I was driven through the middle of Belfast early one Sunday morning in the 1970s by a local who pointed out the territorial areas of the Provisional & Official IRA, the UDA, & the UVF. These divisions were largely along side streets. I'm sure my guide chose a fairly divided area but during the troubles, it was a turf war. For instance, The (Protestant/Loyalist) Shankhill Road is a main trunk road in Belfast and runs parallel to the (Catholic/Nationalist) Falls Road. All the trouble starts at these invisible divisions. I recognized the street names from the news reports. This time the Protestants are starting trouble, and will head for Catholic areas. The Catholic youths will come out to protect their area. The police are stuck in the middle.

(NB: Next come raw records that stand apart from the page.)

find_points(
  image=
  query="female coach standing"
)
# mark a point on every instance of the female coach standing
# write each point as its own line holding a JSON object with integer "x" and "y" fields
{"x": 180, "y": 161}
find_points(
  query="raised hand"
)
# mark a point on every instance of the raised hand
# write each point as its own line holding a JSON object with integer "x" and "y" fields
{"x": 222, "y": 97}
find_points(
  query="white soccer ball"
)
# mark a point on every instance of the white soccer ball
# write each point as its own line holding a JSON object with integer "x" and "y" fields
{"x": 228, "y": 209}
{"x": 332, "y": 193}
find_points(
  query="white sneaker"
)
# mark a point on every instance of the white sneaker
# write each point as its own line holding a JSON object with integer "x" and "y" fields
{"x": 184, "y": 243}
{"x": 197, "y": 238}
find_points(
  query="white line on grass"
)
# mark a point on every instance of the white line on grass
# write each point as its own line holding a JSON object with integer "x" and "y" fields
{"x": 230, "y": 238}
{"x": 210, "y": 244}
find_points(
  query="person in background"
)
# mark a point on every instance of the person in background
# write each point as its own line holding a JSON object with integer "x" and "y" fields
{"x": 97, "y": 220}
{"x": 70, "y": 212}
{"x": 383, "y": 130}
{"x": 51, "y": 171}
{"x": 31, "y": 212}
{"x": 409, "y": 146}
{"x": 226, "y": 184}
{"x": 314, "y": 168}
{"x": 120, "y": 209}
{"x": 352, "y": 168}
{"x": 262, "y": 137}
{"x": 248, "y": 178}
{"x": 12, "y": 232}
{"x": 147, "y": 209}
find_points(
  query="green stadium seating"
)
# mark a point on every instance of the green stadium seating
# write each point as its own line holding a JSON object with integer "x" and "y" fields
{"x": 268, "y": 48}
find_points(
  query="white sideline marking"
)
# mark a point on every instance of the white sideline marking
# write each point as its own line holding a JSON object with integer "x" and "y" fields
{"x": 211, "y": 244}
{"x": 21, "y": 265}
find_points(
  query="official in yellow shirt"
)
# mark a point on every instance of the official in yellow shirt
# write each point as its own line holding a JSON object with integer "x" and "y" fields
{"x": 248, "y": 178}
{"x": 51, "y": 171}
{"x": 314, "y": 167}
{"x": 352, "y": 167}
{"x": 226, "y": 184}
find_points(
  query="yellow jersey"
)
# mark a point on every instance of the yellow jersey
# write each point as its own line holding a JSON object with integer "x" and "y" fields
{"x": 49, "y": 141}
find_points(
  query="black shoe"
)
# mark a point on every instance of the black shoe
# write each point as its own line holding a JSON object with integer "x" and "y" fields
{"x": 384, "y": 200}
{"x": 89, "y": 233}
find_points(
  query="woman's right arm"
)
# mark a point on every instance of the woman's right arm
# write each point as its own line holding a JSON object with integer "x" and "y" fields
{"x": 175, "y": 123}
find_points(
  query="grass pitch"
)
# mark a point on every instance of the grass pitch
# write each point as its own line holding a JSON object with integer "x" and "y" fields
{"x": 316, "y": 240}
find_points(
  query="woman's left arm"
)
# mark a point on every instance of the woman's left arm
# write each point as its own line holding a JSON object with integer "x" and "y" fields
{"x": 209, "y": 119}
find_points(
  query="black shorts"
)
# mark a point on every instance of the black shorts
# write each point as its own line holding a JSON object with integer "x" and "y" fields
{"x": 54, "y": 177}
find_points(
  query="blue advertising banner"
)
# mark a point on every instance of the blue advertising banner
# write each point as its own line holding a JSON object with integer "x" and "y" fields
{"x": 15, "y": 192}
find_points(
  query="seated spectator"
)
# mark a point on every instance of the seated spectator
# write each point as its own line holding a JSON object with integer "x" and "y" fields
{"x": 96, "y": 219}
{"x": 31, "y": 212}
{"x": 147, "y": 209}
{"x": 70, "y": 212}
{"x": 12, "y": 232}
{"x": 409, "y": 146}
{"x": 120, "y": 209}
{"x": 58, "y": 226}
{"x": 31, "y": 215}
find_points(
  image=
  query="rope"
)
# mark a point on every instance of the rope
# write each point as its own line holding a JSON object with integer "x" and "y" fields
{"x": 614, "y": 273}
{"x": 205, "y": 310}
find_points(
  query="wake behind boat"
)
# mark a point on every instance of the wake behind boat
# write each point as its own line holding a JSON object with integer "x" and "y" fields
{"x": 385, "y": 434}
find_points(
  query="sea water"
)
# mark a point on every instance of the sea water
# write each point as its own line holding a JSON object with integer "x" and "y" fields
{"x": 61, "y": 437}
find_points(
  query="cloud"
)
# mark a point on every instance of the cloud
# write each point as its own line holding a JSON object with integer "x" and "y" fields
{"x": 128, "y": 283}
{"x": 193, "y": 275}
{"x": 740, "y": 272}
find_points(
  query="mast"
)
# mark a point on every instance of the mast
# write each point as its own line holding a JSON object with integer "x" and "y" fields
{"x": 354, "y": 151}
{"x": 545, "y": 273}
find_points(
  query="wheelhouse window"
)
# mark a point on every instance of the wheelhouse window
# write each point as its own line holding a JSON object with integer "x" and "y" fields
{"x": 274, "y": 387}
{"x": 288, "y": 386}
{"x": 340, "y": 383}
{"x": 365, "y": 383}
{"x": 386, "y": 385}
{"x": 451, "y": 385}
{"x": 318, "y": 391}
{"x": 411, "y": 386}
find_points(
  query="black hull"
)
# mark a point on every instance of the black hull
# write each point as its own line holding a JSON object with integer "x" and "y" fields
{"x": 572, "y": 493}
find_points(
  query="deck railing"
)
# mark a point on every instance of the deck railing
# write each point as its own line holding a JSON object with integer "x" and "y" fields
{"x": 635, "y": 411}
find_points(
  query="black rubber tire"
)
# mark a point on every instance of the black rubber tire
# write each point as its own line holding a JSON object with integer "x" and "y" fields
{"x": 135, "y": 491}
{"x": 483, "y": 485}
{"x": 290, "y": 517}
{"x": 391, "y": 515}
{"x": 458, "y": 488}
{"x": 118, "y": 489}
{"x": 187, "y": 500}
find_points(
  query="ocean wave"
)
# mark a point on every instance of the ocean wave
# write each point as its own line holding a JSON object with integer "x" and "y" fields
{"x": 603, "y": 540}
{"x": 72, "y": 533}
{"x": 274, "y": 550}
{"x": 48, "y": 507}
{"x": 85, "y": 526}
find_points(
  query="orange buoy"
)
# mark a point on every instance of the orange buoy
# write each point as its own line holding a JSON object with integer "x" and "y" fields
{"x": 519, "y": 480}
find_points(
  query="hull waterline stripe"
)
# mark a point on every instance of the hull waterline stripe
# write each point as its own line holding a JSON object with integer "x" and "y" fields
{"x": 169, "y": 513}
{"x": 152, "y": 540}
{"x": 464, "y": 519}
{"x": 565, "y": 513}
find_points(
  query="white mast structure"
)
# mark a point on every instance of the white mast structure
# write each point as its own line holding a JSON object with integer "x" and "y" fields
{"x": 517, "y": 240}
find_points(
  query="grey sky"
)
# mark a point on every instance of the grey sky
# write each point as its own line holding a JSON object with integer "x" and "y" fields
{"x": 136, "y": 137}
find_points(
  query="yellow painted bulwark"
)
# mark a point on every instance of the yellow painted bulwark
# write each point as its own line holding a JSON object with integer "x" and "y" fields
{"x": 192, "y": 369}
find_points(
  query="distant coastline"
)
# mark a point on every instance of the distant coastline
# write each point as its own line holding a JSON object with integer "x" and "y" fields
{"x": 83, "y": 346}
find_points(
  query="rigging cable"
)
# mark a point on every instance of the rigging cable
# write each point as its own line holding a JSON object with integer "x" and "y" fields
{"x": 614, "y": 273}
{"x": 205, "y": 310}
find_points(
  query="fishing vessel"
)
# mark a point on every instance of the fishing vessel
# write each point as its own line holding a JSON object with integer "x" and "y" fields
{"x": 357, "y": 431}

For now, It's the older Loyalists encouraging this. Many have heavy prison sentences waiting for them. But it's so easy to see this getting out of hand and returning to the situation before. If those 'Loyalist' youths get through into a Catholic area, 'Republican' houses will be torched, people stoned etc. Guaranteed escalation there the next night… then everyone will then re-arm, and the very hard-won peace will be squandered. The NOI politicians are elected are from the two extremes, so there's nobody who will be listened to by the opposing viewpoint; that was key to the Peace of 1998, because (the late) John Hume put his huge reputation behind this peace effort. Folks may not have agreed with his views, but they would listen because of his peaceful record. The current leaders could preach only to their respective and bitterly opposed choirs.

If it all goes sadly wrong in the North of Ireland, Brexit, or the handling of it, will be the cause. I started this thread some months back because I could foresee trouble. I must be honest, I didn't foresee it getting this bad. But in 23 years, a generation of peacemakers has gone, more have come, and the new ones don't seem to have a clue.

If I mention the ones who were parties to the Agreement in 1998, they all seem like historical figures: Ian Paisley; David Trimble; John Hume; The Alliance Party (John Alderdice?); Bertie Ahern; Tony Blair; Gerry Adams; Martin McGuinness; Bill Clinton, and George Mitchell. Who has the stature to pick up the pieces now? Our ROI politicians are fairly clued in on the sensitivities, but they have no long record of sensitive action and would hardly be seen as neutral.